La recherche de clôture pour ceux qui n’ont qu’un territoire incertain à opposer à la fragilité de leurs liens et à l’incertitude d’un temps digital, passe ici par une haie de sapins:
(Madame Paulette)
’On a acheté la maison pour que les enfants viennent nous voir, mais ils viennent pas beaucoup. Je sais pas s’ils la reprendrons après. Et pis au début c’était la campagne, maintenant c’est que construction. Mais on a du terrain autour. Moi j’ai planté des sapins: c’est joli et sa pousse bien, ça pousse assez vite par rapport à un arbre fruitier, ça pousse plus vite’.
Les sapins ou le thuyas qui prospèrent aux abords des pavillons de ces ’attachés’ sont un symbole plus important qu’il n’y paraît.

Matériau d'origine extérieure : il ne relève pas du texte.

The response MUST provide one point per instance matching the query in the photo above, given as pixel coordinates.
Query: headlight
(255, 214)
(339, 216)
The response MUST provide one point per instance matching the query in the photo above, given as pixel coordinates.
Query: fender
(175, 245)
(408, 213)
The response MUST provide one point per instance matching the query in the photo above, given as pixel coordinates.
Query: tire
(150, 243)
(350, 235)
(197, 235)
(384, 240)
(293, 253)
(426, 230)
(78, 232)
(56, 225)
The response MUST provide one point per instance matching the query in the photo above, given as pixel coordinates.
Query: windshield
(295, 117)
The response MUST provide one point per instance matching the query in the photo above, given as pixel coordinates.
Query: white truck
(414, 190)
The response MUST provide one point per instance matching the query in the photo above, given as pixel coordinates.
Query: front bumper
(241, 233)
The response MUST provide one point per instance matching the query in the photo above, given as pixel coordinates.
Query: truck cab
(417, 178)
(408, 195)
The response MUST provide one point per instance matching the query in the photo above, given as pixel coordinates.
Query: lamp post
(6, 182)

L’attachement aux lieux n’y est pas un signe d’ancrage pérenne, et ces maisons de carton ne sont pas des patrimoines que l’on transmet. Quelle utilité alors de planter un arbre dont on ne verra pas les fruits ?
Autres lieux (espace secondaire), autre frontière :
’Pour être bien sur la Côte, il faut avoir sa caravane, un enclos comme çà, mettre sa voiture dessus et circuler à vélo, un canevas devant un canevas derrière, terminé’.
Monsieur Renod.
Mécano à Grenoble, vivant en appartement dans la banlieue, et ayant deux caravanes à l’année (entourées d’une clôture) l’une sur la zone, l’autre sur la Côte d’azur.
KOKOREFF M., 1993 – ’L’espace des jeunes’, in : Annales de la Recherche Urbaine, n° 59-60 - juin-sept, pp. 171-179.
REMY J., VOYE L., 1978 – ’Distance spatiale, distance sociale’, in : Recherches Sociologiques, n° 1, pp. 27-44.